Why root:shoot matters

Plants face a fundamental trade-off: how much carbon to invest in roots versus shoots. More roots mean greater ability to access water and nutrients, but less carbon available for above ground competition for light. More shoots enable rapid carbon assimilation and height growth, but risk insufficient resource uptake from the soil.

From an evolutionary perspective, plants are expected to balance these competing demands in ways that maximise fitness. This idea underpins the eco-evolutionary optimality (EEO) framework, which is central to LEMONTREE research. EEO posits that plants optimise resource allocation given environmental constraints, leading to predictable patterns across ecosystems.

Understanding these patterns is not just an academic exercise. How plants allocate carbon affects ecosystem productivity, resilience to climate stress, and the storage of carbon in biomass and soils, currently all key uncertainties in Earth system models.

Fig. 1 Conceptual framework illustrating how environmental drivers (growing-season mean temperature, Tg; root zone water capacity, RZWC; gross primary production, GPP; soil pH; soil sand content, Sand; aridity index, AI, in tan colour) and plant traits (specific leaf area, SLA; leaf dry matter content, LDMC; leaf thickness, LT; vegetation height, H; root rooting depth, RRD; specific root length, SRL, in green colour) affect root:shoot ratio (R:S) and biomass allocation strategies.

 

 

A global dataset

The team compiled an extensive dataset of 29,896 observations of R:S, spanning woody and herbaceous species across all climatic regions. This global perspective allowed them to test how R:S relates not only to climate variables such as growth temperature, aridity, and water availability, but also to soil conditions (pH, sand content), ecosystem productivity (GPP, or gross primary production), and plant functional traits such as:

  • Height (H) and specific leaf area (SLA) – taller plants often prioritize aboveground growth.
  • Leaf thickness (LT) and leaf dry matter content (LDMC) – traits linked to stress tolerance.
  • Rooting depth (RRD) – associated with drought avoidance.
  • Specific root length (SRL) – traits affecting nutrient and water uptake.
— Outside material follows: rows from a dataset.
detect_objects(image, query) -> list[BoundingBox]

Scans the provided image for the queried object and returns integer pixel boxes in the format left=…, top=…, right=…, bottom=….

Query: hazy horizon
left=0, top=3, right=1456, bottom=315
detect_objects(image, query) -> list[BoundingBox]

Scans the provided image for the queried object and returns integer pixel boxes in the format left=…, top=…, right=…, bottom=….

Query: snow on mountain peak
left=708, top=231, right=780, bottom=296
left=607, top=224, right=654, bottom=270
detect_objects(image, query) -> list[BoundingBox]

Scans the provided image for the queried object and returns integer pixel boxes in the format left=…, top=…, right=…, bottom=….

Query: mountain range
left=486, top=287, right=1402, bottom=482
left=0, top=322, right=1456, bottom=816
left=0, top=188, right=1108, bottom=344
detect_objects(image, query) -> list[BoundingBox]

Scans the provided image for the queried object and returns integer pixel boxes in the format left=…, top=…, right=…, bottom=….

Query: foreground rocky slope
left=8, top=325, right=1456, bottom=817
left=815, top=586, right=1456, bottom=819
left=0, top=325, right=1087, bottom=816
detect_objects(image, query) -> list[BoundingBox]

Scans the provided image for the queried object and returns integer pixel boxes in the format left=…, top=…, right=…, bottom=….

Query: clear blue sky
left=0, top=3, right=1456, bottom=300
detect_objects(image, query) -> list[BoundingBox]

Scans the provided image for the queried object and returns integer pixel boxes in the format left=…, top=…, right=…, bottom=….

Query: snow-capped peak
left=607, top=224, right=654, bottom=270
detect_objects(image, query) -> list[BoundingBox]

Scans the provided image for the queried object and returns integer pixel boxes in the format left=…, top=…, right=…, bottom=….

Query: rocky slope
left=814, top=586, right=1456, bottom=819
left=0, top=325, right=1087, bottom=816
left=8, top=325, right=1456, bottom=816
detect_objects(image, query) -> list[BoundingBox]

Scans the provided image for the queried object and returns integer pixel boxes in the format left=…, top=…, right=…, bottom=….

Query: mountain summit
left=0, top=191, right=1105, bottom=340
By combining these environmental and trait factors into parsimonious statistical models, the researchers could disentangle the relative influences on biomass allocation.

 

What the study found

Across all species, R:S values ranged widely—from as low as 0.009 in woody plants to 14.469 in herbaceous plants. Median values reflected this sharp contrast: woody plants averaged around 0.25, while herbaceous plants averaged nearly an order of magnitude higher (4.7).

Despite this variation, consistent patterns emerged:

  • Woody and herbaceous plants showed broadly similar controls on R:S, though herbaceous plants exhibited stronger trait-driven variability.
  • Higher GPP (productivity), higher temperatures, and greater plant height all reduced R:S, pointing to greater allocation above ground when environmental conditions favour growth.
  • Soil sand content, rooting depth, and leaf dry matter content increased R:S, reflecting greater belowground investment under stressful or resource-limited conditions.
  • Root zone water capacity (RZWC) increased R:S, consistent with the idea that plants build root systems to buffer against seasonal drought.
  • Soil pH mattered for herbaceous plants, with higher pH (more alkaline soils) reduced N acquisition costs and the cost of maintaining photosynthetic capacity, leading to greater root allocation.

 

Interestingly, the influence of temperature was context-dependent. Under moist conditions, higher temperatures reduced R:S, consistent with faster nutrient turnover in warm soils. But under drier conditions, the negative effect of temperature weakened, or even reversed—plants in hotter, drier climates increased root investment to cope with water stress.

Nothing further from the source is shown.